From international climate conferences to regional meetings, Pacific Islands have consistently lamented the difficulties of getting access to climate finance over the past few years.
“Our climate finance needs are substantial; we need $1 billion per year for the Pacific’s NDC commitment , and we would need a total of $5.2 billion by 2030 to implement the Pacific’s NDC commitment.
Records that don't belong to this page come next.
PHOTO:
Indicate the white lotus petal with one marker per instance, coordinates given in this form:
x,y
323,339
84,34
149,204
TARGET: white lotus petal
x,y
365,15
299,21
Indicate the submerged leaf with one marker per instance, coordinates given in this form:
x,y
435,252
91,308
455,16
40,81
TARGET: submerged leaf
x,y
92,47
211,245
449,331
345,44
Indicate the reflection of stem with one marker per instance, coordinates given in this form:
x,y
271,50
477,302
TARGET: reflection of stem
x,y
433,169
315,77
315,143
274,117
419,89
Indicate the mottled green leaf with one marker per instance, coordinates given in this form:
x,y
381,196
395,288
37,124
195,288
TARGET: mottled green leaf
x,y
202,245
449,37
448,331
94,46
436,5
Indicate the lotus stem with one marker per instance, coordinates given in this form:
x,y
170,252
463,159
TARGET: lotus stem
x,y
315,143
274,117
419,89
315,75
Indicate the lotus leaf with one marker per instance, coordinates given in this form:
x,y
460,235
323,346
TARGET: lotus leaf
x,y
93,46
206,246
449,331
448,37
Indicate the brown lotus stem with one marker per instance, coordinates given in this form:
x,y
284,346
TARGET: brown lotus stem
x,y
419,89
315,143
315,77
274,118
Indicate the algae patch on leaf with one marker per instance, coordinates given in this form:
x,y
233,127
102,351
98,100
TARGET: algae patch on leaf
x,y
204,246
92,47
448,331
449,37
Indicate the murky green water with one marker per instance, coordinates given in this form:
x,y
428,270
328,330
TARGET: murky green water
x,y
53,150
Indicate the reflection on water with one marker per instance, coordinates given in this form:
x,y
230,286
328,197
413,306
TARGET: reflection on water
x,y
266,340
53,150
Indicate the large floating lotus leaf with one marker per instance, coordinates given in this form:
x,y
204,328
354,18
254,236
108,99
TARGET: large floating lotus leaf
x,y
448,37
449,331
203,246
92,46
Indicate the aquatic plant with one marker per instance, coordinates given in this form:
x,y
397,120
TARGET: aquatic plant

Unfortunately, only $220 million is approved for the Pacific each year,” said Pacific Islands Forum Secretariat Climate Change Finance Adviser, Exsley Taloiburi.
Taloiburi says a new approach is needed, and a regional hub is being mooted to coordinate, facilitate, and help implement projects that acquire climate financing.
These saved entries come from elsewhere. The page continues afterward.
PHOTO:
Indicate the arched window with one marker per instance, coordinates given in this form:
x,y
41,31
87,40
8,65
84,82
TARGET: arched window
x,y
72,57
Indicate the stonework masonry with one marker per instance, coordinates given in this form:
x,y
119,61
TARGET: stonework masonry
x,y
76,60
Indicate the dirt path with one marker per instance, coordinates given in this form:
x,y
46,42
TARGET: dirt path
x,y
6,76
“In the absence of a regional climate finance strategy, members are doing their own things as CROP agencies and partners respond to individual countries’ requests in an adhoc and fragmented manner,” he told journalists at the Forum Economic Ministers meeting in Vanuatu.
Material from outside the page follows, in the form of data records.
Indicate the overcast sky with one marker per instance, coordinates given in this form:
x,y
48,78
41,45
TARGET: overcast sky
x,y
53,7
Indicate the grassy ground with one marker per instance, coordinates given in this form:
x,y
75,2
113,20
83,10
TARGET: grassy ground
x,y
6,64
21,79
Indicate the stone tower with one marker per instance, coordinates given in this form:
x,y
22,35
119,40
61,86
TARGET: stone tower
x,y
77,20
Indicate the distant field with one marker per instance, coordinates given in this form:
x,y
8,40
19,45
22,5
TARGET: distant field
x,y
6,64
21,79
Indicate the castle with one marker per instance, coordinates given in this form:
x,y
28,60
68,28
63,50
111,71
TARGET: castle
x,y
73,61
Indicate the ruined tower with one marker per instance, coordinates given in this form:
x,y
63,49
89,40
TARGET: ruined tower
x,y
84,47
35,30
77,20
“As a result, funds that are able to be accessed are quite small,” he said.
The United Nations Resident Coordinator to Vanuatu, Fiji, Solomon Islands, Tonga, and Tuvalu, Sanaka Samarasinha agrees that a more coordinated approach is needed.
“There is a significant amount of money available from the Green Climate Fund that is allocated for the Pacific, but the absorption of the Pacific countries is much slower,” he says.
“This is something the vertical fund will tell you… first of all, they are getting small projects, multiple projects but smaller in size, which doesn’t draw all of the funding for the Pacific,” Samarasinha stressed.
“We need to rethink how we as regional organisations will come together to help our members access and implement the programme once they access the finance.”
Samarasinha said single countries can often not afford to absorp the very large projects—worth $1 billion— and multi-country or regional iniitatives may help address this challenge.
“This way they can access one or two goals that can also reduce transaction costs, bring in that big chunk of money, and then you manage the implementation in smaller chunks,” he said.
Regional economic ministers will today be asked to approve development of a regional climate finance strategy. “This would help us structure and coordinate our efforts in the Pacific, [and] how we engage and access this global climate funding mechanism,” added Taloiburi at the PIFS.